Menyelami karya-karya klasik sekaligus modern membuatku sadar bahwa sejarah tidak linear. Ia berputar, berulir, kadang mundur sedikit, lalu melompat. Dalam itu, sastra adalah mesin waktu yang bisa mempertemukan Homer yang berperang demi kehormatan dengan Pramoedya yang berjuang demi martabat rakyat. Kalau kamu suka mengobrak-abrik rak buku, coba jelajahi ruang itu sendiri—kadang kamu menemukan buku yang mengubah cara pandangmu tentang negara, atau tentang dirimu sendiri. Untuk koleksi yang membuat hati berbunga-bunga, pernah kutemui sumber-sumber menarik di thehumanitiesbookstore yang membuat kuping historiaku berdiri sedikit kegirangan.
Kenapa Kita Butuh Klasik dan Modern Bersamaan?

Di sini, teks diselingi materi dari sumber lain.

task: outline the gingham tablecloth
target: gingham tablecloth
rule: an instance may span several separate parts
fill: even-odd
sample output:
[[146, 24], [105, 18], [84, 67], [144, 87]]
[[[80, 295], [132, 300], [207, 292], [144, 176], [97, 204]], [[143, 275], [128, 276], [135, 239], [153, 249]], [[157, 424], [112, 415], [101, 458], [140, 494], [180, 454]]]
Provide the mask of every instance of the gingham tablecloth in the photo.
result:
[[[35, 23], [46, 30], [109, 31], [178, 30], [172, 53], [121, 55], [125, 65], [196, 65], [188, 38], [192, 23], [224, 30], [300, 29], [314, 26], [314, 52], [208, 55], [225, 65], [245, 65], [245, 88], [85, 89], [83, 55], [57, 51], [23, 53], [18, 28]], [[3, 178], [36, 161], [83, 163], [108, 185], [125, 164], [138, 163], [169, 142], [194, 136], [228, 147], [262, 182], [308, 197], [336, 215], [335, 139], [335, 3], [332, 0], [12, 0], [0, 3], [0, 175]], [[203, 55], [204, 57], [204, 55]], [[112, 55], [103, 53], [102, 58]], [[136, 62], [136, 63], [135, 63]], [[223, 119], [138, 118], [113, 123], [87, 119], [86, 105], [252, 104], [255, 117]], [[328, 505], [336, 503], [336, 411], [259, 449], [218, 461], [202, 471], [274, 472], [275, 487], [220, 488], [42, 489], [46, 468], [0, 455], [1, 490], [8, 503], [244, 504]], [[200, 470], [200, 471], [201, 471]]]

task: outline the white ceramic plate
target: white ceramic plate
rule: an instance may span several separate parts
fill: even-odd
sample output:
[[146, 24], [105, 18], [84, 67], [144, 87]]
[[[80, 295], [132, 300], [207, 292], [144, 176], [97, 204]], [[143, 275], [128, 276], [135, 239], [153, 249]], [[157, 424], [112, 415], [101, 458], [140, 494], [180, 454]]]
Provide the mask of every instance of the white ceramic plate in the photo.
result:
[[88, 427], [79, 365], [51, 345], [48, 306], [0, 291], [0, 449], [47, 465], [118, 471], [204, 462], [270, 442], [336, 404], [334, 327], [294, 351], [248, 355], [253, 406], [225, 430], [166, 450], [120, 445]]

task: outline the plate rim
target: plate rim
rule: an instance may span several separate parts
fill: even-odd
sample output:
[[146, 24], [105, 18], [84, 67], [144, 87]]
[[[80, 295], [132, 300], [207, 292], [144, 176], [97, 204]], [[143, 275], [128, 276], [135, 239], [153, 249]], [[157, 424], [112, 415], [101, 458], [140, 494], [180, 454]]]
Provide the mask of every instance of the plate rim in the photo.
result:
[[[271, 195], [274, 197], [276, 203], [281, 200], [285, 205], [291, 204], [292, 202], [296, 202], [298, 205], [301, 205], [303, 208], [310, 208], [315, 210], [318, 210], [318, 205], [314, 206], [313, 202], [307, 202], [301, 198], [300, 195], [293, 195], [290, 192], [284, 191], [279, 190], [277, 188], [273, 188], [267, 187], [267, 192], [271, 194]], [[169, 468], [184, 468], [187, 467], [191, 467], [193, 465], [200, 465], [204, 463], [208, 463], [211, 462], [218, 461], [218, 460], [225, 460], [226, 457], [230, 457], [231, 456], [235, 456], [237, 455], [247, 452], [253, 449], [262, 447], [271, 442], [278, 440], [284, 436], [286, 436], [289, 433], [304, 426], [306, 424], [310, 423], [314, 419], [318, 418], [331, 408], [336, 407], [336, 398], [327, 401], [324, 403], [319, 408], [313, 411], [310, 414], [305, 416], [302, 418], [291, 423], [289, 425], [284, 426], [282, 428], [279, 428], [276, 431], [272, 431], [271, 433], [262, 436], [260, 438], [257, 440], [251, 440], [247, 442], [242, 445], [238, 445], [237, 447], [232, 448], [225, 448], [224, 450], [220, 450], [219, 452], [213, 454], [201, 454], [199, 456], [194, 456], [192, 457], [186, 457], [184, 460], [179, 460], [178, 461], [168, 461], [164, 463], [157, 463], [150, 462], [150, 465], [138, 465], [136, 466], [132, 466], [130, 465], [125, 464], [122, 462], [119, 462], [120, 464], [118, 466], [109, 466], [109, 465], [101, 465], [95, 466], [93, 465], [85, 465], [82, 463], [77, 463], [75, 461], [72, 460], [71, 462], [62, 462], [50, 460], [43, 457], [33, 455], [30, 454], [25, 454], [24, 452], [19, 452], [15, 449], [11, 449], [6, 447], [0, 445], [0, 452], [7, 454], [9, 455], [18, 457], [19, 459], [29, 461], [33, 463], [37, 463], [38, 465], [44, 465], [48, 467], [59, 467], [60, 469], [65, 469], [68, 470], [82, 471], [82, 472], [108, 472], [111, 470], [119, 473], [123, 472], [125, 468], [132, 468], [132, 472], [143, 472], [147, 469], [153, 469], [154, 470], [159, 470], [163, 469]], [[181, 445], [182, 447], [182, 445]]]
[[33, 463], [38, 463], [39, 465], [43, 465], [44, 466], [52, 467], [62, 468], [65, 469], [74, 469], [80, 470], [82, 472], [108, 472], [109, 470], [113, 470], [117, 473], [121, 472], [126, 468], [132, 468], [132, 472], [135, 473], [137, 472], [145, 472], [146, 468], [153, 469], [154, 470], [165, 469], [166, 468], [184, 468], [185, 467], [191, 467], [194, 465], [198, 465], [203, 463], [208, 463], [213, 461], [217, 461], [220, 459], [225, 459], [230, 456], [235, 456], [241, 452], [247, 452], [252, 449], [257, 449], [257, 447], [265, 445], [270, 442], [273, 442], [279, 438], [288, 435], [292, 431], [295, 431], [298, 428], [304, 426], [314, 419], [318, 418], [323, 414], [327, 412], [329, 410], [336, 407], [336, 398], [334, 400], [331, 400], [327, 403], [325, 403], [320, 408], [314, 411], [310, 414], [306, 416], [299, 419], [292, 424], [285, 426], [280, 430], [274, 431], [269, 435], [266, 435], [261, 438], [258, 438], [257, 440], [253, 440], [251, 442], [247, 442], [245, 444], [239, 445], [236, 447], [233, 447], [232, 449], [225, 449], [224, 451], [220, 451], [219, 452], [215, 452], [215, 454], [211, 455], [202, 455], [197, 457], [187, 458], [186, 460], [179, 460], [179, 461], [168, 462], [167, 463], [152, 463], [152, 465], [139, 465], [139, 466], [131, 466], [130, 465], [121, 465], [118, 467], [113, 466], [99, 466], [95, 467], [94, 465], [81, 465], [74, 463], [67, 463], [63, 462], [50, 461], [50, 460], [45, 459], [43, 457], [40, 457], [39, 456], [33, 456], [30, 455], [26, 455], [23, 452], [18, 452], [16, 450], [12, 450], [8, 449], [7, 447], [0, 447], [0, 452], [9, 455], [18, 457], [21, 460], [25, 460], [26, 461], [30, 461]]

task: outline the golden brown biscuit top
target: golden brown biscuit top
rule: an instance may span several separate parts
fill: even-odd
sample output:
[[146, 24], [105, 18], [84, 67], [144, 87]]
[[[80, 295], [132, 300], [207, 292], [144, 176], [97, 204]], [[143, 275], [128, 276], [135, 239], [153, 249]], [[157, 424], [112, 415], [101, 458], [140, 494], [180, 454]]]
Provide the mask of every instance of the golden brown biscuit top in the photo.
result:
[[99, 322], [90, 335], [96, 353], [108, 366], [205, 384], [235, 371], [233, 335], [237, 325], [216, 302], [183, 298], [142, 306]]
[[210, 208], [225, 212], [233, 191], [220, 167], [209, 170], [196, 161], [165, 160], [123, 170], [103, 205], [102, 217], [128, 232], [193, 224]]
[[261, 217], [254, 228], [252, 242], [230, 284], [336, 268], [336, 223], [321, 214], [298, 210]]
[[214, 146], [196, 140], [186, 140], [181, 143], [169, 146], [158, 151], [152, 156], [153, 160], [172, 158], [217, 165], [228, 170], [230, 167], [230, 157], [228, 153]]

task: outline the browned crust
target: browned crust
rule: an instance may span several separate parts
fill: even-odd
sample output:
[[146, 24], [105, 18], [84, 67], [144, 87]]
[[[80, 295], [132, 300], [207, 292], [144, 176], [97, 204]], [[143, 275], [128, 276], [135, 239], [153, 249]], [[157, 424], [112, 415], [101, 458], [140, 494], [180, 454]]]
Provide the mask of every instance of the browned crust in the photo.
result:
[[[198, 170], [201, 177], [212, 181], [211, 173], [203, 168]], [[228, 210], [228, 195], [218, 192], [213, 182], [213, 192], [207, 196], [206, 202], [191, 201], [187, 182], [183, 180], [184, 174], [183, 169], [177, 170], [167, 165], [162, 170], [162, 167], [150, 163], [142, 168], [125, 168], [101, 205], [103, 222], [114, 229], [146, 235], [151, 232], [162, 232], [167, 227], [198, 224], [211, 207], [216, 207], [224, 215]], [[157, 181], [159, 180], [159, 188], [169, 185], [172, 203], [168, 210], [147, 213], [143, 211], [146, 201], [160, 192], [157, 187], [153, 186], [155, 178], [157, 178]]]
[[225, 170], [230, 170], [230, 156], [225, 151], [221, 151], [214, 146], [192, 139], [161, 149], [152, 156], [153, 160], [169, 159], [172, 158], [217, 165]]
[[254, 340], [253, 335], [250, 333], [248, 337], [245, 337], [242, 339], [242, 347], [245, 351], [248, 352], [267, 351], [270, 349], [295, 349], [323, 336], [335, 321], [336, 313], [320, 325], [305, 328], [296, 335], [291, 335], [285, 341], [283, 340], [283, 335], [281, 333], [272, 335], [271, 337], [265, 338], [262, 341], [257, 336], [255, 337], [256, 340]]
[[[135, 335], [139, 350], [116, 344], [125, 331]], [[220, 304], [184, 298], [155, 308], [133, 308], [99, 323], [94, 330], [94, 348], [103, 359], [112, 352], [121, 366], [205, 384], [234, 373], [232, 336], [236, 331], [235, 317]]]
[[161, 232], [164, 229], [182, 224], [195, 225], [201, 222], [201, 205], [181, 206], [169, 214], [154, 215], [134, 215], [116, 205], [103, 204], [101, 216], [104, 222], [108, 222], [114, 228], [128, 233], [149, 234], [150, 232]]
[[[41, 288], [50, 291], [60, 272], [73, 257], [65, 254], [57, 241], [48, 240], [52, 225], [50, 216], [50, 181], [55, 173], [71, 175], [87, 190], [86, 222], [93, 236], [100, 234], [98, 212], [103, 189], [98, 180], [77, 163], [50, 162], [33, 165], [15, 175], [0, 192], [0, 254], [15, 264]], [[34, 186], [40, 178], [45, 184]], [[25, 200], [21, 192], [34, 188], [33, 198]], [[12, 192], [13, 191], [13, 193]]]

Banyak orang bertanya: “Haruskah kita tetap membaca yang klasik atau fokus ke karya-karya baru?” Jawabanku simpang: keduanya. Klasik memberi kita kerangka, bahasa yang diuji zaman, sedangkan karya-karya modern—termasuk dari penulis-penulis marginal—menambal lubang-lubang yang dulu tertutup. Ada kebahagiaan aneh saat menemukan pola lama di teks baru: ternyata masalah manusia sering berulang, hanya busananya berubah. Membaca keduanya terasa seperti berbicara dengan orang-orang yang berada di meja sastrawi sepanjang sejarah: ada yang serius, ada yang jahil, dan ada pula yang membuatmu ingin mengangkat secangkir teh untuk bersulang.
Penutup: Sebuah Undangan
Akhirnya, petualangan ini bukan soal siapa duluan atau siapa paling hebat. Ini soal bagaimana kita mengizinkan teks-teks itu masuk ke dalam kehidupan sehari-hari. Aku mengajakmu, dari pembaca yang kebetulan lewat hingga yang memang sengaja mampir, untuk membuka buku, menyalakan lampu kecil, dan memberi ruang bagi percakapan lintas zaman. Baca Homer jika mau merasakan kebesaran cerita; baca Pramoedya jika ingin merasakan darah sejarah mengalir; baca yang lain untuk membuat dirimu tak pernah bosan. Di meja kecilku, masih ada secangkir kopi yang menunggu diseret waktunya—maukah kau ikut menyruput sambil berbincang tentang dunia?